At the moment, my opinion is that the present MM04 manuscript could be of interest just for the bunch of specialist working exactly in the area of statistical methods for climate reconstructions, and this only after several hours of considerable work to understand all technical details properly. Perhaps this is caused by the tight constrained imposed to the Communications Arising category.

In summary, judging from the present version of the manuscript and the response by MBH04, I now think that basis for MM04 has wavered and that further work , or further convincing evidence, would be needed to present a more solid case.

Just in case that the editor decides to publish MM04, I would suggest to reformulate the first half of the second paragraph, describing the calculation of principal components of the NOAMER data set in MBH98. The present version can be hardly understood, even by specialists. At the end of the manuscript, I would avoid the term "goodness of fit", since this has another meaning in the framework of standard linear regression methods (related to the linearity or non-linearity of the fit).

Comments on Reply MBH04

The reply by MBH04 on the previous comment by MM04 addresses in. my opinion both points raised by MM04 in a convincing way. Although it is for a reviewer impossible to check all the technical details involved in this reply, they arguments used by MBH04 seem plausible, and I would say they are probably correct. This is of course no guarantee that the entirety of MBH98 work and conclusions are free of error.

Therefore, if the editor decides to go ahead with the publication of MM04, I would recommend to publish MBH04 as well.

I would have some minor comments on this reply:

In general, in a scientific text I would rather avoid as much as possible disqualifying formulations (e.g. demonstrate a lack of familiarity.,,.without merit..) . This is of course a matter of taste, but I think that science and scientist benefit if it the same thing is said in a neutral way.

in page 2, in the middle: RE=-1 is the average value for a random estimate. This is correct only when the estimate has the same variance as the true values. However, I think that a more useful bench mark value for RE would be actually zero, since a poor man's prediction using just climatology would yield zero in the case of a stationary process. Certainly, negative values of RE indicate a quite poor skill.

Second to last paragraph: MBH 04 refer to other published reconstructions to support the lack of 16th century warming. I think this reference is to some extent bowed to match the authors intentions. Some of these reconstrcutions are their own, and others (e.g. Esper et al) show considerably disagreement with MBH98. In any case, the 16th warmth has been dropped in this version of MM04.
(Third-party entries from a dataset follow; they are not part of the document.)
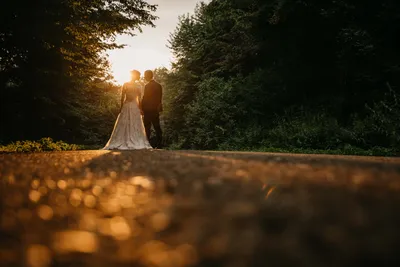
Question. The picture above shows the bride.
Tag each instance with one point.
(129, 133)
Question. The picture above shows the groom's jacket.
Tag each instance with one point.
(152, 96)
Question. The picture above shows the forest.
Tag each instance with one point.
(258, 75)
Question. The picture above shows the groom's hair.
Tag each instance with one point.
(148, 74)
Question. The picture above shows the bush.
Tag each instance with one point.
(44, 144)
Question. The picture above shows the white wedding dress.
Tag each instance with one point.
(129, 133)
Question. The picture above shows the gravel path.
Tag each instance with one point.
(187, 208)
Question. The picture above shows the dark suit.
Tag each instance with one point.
(151, 106)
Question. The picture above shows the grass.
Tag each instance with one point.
(44, 144)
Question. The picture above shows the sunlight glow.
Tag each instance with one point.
(139, 58)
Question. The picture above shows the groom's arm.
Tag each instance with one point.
(122, 96)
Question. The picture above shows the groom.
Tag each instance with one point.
(152, 106)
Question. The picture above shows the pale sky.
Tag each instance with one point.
(148, 50)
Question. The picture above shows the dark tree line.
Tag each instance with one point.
(54, 77)
(320, 74)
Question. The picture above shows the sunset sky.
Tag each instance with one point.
(148, 50)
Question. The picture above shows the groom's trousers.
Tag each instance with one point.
(153, 118)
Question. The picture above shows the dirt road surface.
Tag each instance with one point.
(187, 208)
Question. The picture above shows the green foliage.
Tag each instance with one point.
(53, 69)
(44, 144)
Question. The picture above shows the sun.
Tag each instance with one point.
(142, 59)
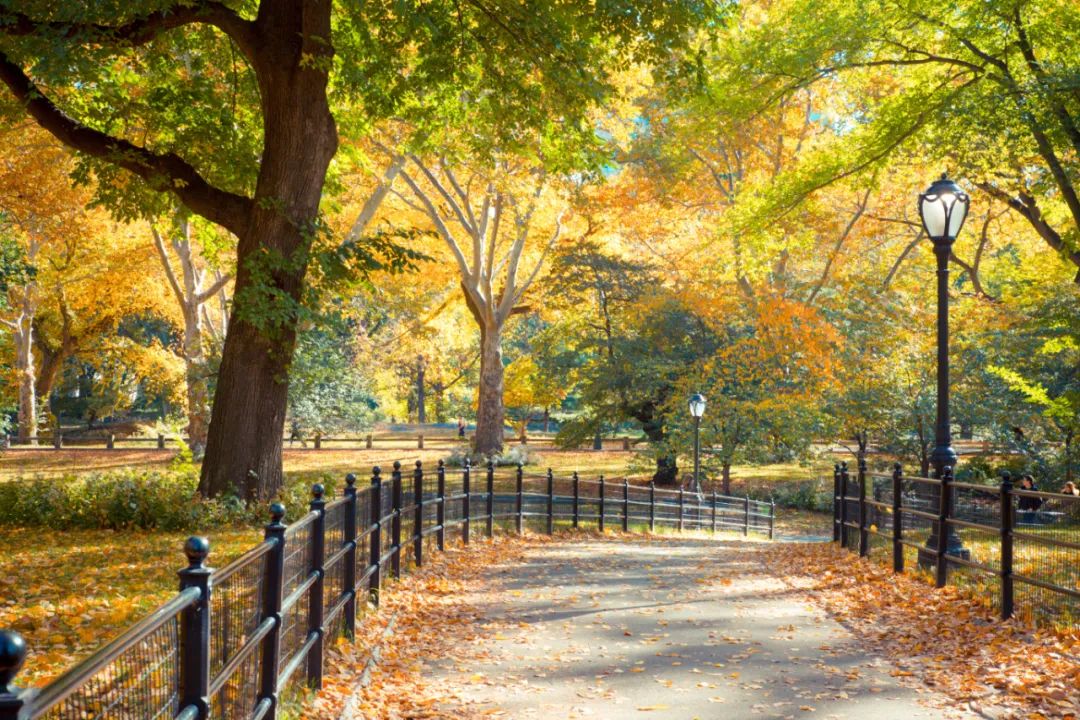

Supplementary material : I have revised the original MBH98 publication and I could not find any description of the renomalisation of the reconstructed PCs. If I am correct, one could not recriminate MM04 for not having included this step in their protocol. This renormalisation seems to me somewhat awkward. If I understood properly this amounts to a statistical inflation, which would not yield the best estimations in the sense of Least Square Errors. I do not think that this invalidates the method, but some readers will perhaps be surprised to find out that the MBH98 reconstruction method included this step.